With trust in government so low, connecting with reliable assets such as LinkedIn contributors or popular podcasters could be a way to reach the many Americans who are not visitors to whitehouse.gov and probably never will be.
It’s been well documented that legacy media outlets are suffering from declining readership and waning trust, but the White House press corps must remain part of the next administration’s first-year communications strategy, since those outlets create much of the content on voters’ news feeds.

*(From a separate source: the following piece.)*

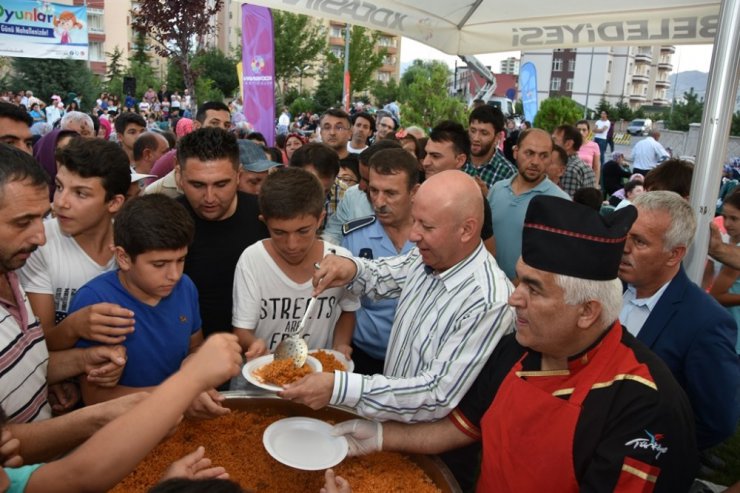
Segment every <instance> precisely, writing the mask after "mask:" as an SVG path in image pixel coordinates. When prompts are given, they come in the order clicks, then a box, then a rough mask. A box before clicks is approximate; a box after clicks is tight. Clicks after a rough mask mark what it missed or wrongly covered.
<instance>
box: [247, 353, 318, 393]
mask: <svg viewBox="0 0 740 493" xmlns="http://www.w3.org/2000/svg"><path fill="white" fill-rule="evenodd" d="M321 369H322V367H321V362H320V361H319V360H317V359H316V358H314V357H313V356H308V357H307V358H306V363H305V364H304V365H303V366H302V367H301V368H296V367H295V365H294V364H293V360H290V359H286V360H275V356H274V355H272V354H267V355H265V356H260V357H259V358H255V359H253V360H251V361H248V362H247V364H246V365H244V367H243V368H242V375H244V378H246V379H247V381H248V382H249V383H251V384H252V385H256V386H257V387H260V388H262V389H265V390H270V391H272V392H279V391H281V390H283V387H284V386H285V385H287V384H289V383H293V382H297V381H298V380H300V379H301V378H303V377H304V376H306V375H308V374H309V373H316V372H320V371H321Z"/></svg>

What’s changing in Washington is the burgeoning amount of political news that is passed on through social media links on a phone—triple the amount shared on a phone since the last election cycle—especially in those I-want-to-know micro-moments. The next White House would be smart to provide its best arguments in easily accessible, findable, and shareable formats. It if does, there’s an opportunity for policy makers to disseminate content targeted for different ages and demographics, tailored to different mobile platforms, to voters who may not be looking for White House–branded content but will grab it when they need it.
In many ways, it’s old-fashioned public outreach and coalition building, but in the palm of citizens’ hands.